The next time you drive past one of those road signs with a digital readout showing how fast you’re going, don’t simply assume it’s there to remind you not to speed. It may actually be capturing your license plate data.
According to recently released US federal contracting data, the Drug Enforcement Administration will be expanding the footprint of its nationwide surveillance network with the purchase of “multiple” trailer-mounted speed displays “to be retrofitted as mobile LPR [License Plate Reader] platforms.” The DEA is buying them from RU2 Systems Inc., a private Mesa, Arizona company. How much it’s spending on the signs has been redacted.
Two other, apparently related contracts, show that the DEA has hired a small machine shop in California, and another in Virginia, to conceal the readers within the signs. An RU2 representative said the company providing the LPR devices themselves is a Canadian firm called Genetec.
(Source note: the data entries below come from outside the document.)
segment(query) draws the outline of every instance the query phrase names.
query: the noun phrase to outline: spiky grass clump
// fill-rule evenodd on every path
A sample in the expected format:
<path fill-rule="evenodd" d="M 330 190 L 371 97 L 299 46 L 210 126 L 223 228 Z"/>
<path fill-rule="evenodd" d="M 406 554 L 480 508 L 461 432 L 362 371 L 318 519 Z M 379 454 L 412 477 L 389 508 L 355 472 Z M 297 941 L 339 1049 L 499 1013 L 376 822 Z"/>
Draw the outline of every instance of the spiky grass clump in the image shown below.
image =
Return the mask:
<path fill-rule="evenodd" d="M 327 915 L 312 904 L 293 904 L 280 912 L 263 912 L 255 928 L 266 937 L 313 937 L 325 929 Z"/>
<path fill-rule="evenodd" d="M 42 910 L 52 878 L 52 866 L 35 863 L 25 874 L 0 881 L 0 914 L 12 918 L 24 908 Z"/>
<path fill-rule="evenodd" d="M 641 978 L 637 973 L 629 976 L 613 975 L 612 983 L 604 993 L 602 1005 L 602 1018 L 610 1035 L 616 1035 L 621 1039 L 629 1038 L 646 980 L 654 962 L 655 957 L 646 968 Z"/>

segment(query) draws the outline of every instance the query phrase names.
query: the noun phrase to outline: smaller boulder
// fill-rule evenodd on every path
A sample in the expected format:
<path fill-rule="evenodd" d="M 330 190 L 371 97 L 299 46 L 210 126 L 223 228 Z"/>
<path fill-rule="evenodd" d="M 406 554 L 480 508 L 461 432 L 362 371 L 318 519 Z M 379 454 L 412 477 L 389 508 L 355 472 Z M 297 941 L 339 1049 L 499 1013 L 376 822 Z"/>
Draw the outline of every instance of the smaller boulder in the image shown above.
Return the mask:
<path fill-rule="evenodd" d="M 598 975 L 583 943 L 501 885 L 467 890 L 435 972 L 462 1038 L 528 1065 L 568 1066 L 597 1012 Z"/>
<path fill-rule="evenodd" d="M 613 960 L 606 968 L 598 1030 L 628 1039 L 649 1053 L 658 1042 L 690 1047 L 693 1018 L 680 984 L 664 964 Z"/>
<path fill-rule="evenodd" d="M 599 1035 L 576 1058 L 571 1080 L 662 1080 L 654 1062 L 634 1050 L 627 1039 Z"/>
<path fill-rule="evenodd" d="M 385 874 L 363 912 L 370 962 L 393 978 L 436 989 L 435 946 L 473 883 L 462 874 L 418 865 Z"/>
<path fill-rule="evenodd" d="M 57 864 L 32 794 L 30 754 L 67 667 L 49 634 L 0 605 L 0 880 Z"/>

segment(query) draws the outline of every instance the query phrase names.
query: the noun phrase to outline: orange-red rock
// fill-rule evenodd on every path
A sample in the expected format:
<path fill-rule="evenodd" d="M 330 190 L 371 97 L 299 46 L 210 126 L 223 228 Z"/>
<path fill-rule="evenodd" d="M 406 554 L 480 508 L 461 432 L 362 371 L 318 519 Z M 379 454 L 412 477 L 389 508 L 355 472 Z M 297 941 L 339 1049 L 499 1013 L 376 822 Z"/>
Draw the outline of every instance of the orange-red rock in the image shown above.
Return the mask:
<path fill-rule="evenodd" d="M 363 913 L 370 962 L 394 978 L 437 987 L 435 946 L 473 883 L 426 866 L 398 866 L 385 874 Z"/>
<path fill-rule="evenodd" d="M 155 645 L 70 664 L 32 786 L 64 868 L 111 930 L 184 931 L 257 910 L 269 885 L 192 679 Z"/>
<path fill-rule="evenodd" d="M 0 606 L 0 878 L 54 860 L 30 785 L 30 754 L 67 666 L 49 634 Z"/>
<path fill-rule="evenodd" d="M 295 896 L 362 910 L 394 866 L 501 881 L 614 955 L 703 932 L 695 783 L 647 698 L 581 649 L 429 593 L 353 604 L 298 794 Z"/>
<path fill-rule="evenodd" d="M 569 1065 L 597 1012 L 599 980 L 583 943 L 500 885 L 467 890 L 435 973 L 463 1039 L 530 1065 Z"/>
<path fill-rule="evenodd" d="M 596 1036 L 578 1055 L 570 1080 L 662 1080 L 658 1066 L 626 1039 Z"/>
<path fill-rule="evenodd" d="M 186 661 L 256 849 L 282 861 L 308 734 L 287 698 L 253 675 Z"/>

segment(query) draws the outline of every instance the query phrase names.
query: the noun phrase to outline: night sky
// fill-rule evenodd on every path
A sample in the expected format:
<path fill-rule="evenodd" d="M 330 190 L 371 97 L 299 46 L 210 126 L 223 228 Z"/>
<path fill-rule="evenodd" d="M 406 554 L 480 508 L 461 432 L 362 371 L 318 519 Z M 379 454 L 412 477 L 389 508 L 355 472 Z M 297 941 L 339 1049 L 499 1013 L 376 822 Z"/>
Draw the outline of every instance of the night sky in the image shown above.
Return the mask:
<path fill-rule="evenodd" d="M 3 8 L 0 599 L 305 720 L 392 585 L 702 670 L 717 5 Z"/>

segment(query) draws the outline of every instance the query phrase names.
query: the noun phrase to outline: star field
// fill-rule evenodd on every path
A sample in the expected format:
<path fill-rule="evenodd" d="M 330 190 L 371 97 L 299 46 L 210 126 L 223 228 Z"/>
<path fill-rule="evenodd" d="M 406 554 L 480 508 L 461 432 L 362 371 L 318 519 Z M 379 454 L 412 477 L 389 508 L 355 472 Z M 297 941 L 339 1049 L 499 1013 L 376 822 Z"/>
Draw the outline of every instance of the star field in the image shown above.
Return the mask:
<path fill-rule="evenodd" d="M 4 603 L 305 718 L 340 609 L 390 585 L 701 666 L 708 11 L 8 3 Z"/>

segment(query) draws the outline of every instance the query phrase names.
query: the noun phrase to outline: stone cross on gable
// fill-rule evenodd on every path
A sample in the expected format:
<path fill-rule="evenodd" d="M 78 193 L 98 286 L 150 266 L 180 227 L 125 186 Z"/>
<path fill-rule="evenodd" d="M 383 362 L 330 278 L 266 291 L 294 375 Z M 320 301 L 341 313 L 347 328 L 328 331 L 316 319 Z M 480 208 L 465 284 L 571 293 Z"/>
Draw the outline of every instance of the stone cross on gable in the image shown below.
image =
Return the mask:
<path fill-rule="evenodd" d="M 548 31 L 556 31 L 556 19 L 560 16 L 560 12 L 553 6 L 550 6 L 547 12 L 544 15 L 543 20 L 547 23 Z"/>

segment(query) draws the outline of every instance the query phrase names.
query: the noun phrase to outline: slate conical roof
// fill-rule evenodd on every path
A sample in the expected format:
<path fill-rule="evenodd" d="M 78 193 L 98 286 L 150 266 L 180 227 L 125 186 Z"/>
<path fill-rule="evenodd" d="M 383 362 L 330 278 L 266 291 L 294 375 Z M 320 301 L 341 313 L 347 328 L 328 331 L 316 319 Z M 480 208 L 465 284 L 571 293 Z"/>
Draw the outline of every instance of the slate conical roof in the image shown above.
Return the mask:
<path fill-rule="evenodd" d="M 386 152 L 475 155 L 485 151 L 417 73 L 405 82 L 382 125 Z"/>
The DEA launched its National License Plate Reader Program in 2008; it was publicly revealed for the first time during a congressional hearing four years after that. The DEA’s most recent budget describes the program as “a federation of independent federal, state, local, and tribal law enforcement license plate readers linked into a cooperative system, designed to enhance the ability of law enforcement agencies to interdict drug traffickers, money launderers or other criminal activities on high drug and money trafficking corridors and other public roadways throughout the U.S.,” primarily along the southwest border region, and the country’s northeast and southeast corridors.